Ho sempre detto che per imitare l’american style, ci vuole “il fisico”.
Purtroppo, pare che in Italia non si possa fare a meno di copiare il modello americano, e non importa in quale aspetto della vita. L’importante è americanizzare, la scuola, la politica, l’auto e il frigorifero. Così, mi piace sintetizzare il concetto: loro avevano Elvis a noi è toccato Little Tony. Forza italiani!
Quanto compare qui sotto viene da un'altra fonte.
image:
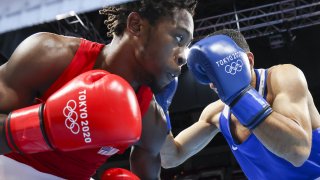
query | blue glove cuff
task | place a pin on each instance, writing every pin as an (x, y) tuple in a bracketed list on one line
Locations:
[(250, 108)]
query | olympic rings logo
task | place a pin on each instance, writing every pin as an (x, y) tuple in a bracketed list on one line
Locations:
[(234, 67), (71, 117)]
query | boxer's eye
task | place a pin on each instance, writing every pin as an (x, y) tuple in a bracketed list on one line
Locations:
[(179, 39)]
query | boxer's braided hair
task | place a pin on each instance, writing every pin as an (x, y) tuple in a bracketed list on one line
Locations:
[(151, 10), (236, 36)]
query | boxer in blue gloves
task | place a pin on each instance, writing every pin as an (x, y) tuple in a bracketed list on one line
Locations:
[(267, 116)]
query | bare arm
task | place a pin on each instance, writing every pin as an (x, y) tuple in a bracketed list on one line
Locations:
[(193, 139), (145, 155), (33, 66), (287, 131)]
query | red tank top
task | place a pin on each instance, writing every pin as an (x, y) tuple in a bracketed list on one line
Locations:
[(80, 164)]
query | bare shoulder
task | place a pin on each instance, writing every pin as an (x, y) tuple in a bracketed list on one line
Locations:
[(287, 78), (34, 65), (154, 129), (211, 113)]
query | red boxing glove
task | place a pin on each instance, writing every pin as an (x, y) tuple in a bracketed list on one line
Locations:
[(118, 174), (94, 109)]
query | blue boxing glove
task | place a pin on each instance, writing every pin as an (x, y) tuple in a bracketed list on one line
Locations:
[(218, 59), (164, 98)]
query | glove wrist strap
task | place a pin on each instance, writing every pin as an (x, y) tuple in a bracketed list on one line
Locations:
[(250, 108)]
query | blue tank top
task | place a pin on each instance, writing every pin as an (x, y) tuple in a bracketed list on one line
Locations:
[(257, 162)]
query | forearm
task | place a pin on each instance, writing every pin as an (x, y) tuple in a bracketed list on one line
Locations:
[(285, 138), (144, 164), (4, 148), (186, 144)]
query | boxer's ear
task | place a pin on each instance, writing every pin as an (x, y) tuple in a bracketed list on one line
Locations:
[(134, 22)]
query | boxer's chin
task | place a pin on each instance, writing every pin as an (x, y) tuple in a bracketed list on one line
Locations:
[(155, 87)]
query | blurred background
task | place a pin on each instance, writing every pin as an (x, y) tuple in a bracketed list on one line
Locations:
[(278, 32)]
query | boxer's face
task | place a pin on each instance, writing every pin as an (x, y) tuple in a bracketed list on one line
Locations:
[(162, 47)]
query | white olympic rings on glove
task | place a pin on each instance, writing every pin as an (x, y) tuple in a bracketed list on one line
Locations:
[(71, 117), (234, 67)]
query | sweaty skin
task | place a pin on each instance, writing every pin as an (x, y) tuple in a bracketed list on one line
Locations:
[(291, 123)]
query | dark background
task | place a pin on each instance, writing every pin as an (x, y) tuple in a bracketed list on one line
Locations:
[(287, 43)]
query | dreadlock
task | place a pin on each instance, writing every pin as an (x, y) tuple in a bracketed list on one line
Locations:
[(152, 10), (236, 36)]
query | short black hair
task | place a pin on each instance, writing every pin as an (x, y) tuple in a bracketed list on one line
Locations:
[(236, 36), (151, 10)]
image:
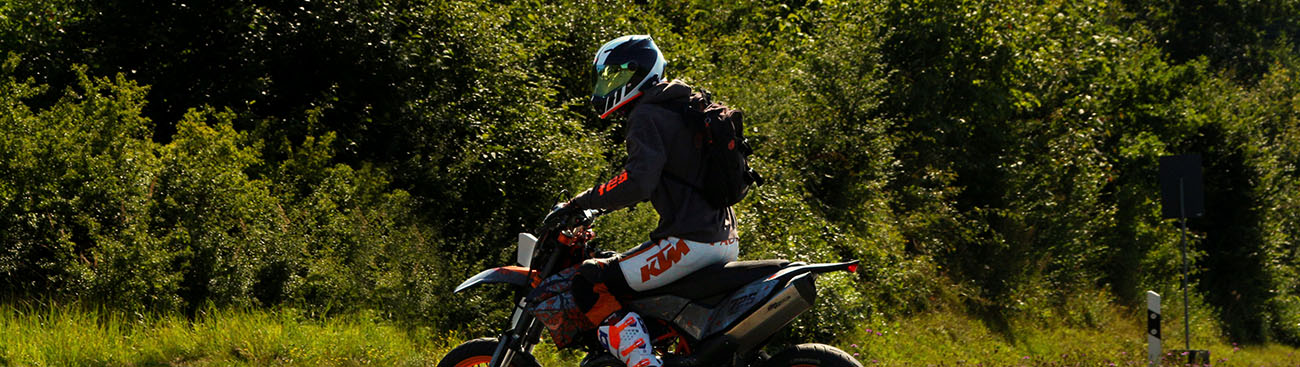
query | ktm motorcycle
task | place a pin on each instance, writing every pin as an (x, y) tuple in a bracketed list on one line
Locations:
[(723, 315)]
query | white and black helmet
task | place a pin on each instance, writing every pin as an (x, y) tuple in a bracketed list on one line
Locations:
[(624, 67)]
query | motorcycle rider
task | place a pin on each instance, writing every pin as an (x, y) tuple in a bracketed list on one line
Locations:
[(663, 165)]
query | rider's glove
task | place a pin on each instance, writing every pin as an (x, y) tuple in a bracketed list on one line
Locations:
[(560, 217)]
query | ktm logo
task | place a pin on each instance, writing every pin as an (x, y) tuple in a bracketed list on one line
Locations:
[(664, 259), (614, 182)]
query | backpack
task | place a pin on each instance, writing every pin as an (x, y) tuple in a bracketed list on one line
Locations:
[(724, 151)]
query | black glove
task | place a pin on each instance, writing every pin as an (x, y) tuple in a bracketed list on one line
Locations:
[(560, 217)]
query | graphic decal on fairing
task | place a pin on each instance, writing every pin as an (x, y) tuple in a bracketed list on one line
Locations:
[(508, 275)]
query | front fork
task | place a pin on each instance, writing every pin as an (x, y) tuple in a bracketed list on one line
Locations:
[(524, 333)]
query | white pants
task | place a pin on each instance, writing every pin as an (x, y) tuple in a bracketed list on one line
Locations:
[(655, 264)]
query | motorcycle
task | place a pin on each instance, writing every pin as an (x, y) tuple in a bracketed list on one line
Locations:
[(722, 315)]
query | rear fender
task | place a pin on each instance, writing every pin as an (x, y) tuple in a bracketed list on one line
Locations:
[(518, 276)]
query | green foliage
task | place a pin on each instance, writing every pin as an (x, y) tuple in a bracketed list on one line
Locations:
[(988, 158)]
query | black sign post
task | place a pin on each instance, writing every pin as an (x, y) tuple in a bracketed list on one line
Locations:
[(1182, 195)]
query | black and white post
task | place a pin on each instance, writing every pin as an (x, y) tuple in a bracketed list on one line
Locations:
[(1153, 328), (1182, 197)]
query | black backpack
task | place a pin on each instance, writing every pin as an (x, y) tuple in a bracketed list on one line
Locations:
[(720, 134)]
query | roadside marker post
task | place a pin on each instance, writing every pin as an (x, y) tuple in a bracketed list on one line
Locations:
[(1153, 328), (1182, 197)]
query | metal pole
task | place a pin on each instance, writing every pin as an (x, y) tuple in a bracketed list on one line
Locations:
[(1153, 348), (1182, 219)]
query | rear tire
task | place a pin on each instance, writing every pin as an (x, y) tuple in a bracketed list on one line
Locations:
[(813, 355), (476, 353)]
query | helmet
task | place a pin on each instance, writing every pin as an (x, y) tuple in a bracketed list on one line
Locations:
[(623, 68)]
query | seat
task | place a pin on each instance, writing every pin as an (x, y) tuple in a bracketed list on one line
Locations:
[(715, 280)]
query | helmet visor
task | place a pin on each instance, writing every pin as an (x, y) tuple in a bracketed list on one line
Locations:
[(612, 77)]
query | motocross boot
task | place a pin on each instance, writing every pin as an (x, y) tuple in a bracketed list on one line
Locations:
[(628, 340)]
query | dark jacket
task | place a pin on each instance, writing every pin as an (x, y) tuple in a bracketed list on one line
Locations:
[(663, 164)]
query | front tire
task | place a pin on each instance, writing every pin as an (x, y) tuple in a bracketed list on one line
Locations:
[(811, 355), (476, 353)]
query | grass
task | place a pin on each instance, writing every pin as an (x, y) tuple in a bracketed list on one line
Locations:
[(82, 336)]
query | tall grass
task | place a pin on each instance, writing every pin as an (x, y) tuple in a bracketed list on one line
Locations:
[(87, 336), (74, 335)]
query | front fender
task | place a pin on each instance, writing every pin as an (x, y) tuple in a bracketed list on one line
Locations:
[(519, 276)]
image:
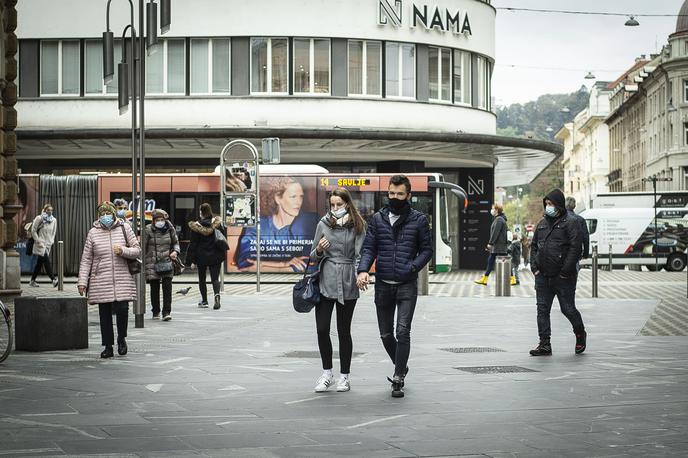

Si sono aperti gli armadi del Sismi ed il contenuto somiglia ad una promessa: «disinformazione», «inquinamento delle indagini», «dossieraggio» e «spionaggio abusivo». In realtà non siamo nuovi a questo tipo di sconvolgenti rivelazioni, al punto che non tremiamo più per la paura del “colpo di stato” e siamo anche abbastanza avvezzi alla sudditanza verso i grandissimi stati uniti d’amerika, al punto di restarne talmente estasiati da rasentare il ridicolo, persino in situazioni gravi come quelle delle “prigioni volanti”.

Sono stufa di fare ricorso alla memoria e alla logica e parrebbe inelegante, per giunta, ricordarvi i cinque anni di governo mafio/piduista durante i quali “ve lo avevo detto io…” ma ora che il piduista è caduto è abbastanza normale che le nefandezze vengano a galla. Le reazioni sono immediate e palesemente scontate, come il calcio, anche il sismi dovrà essere “rifondato” ma nessuno ha il coraggio di ammettere che bisogna rifondare tutto il sistema Italia, impoverito, imbarbarito ed abbruttito da cinque anni di criminalità organizzata al governo.

I servizi segreti fabbricavano prove per imputare a Prodi colpe non sue (la CIA insegna e la guerra in Iraq è la lezione); alcuni giornalisti venivano pagati per promettere “sconvolgenti rivelazioni su Prodi” in prima pagina (quelle ancora fresche di fabbrica). E’ grave, anzi gravissimo, ma il problema è che tutto questa amena americanità è italiana.
Nessun Roborosky, Hoover o H21, nemmeno Austin Power. Noi siamo italiani e come al solito dobbiamo accontentarci di un più esilarante Pio Pompa che pare abbia assoldato l’agente Farina, nome in codice “Betulla”. Non siamo capaci di fare gli americani, sarebbe ora di mettersi l’anima in pace.

Ma voglio concludere con un ricordo che potrebbe essere quasi una prece. Quando morì Don Giussani sui teleschermi delle televisioni private e private dello stato, imperversava il Pio faccione del Betulla, contrito e addolorato, che pubblicizzava il libro intervista, la sua fede, il suo cattolicesimo quasi integralista, ricco di moralismo e buoni sentimenti…
La parolaccia finale mettetecela voi.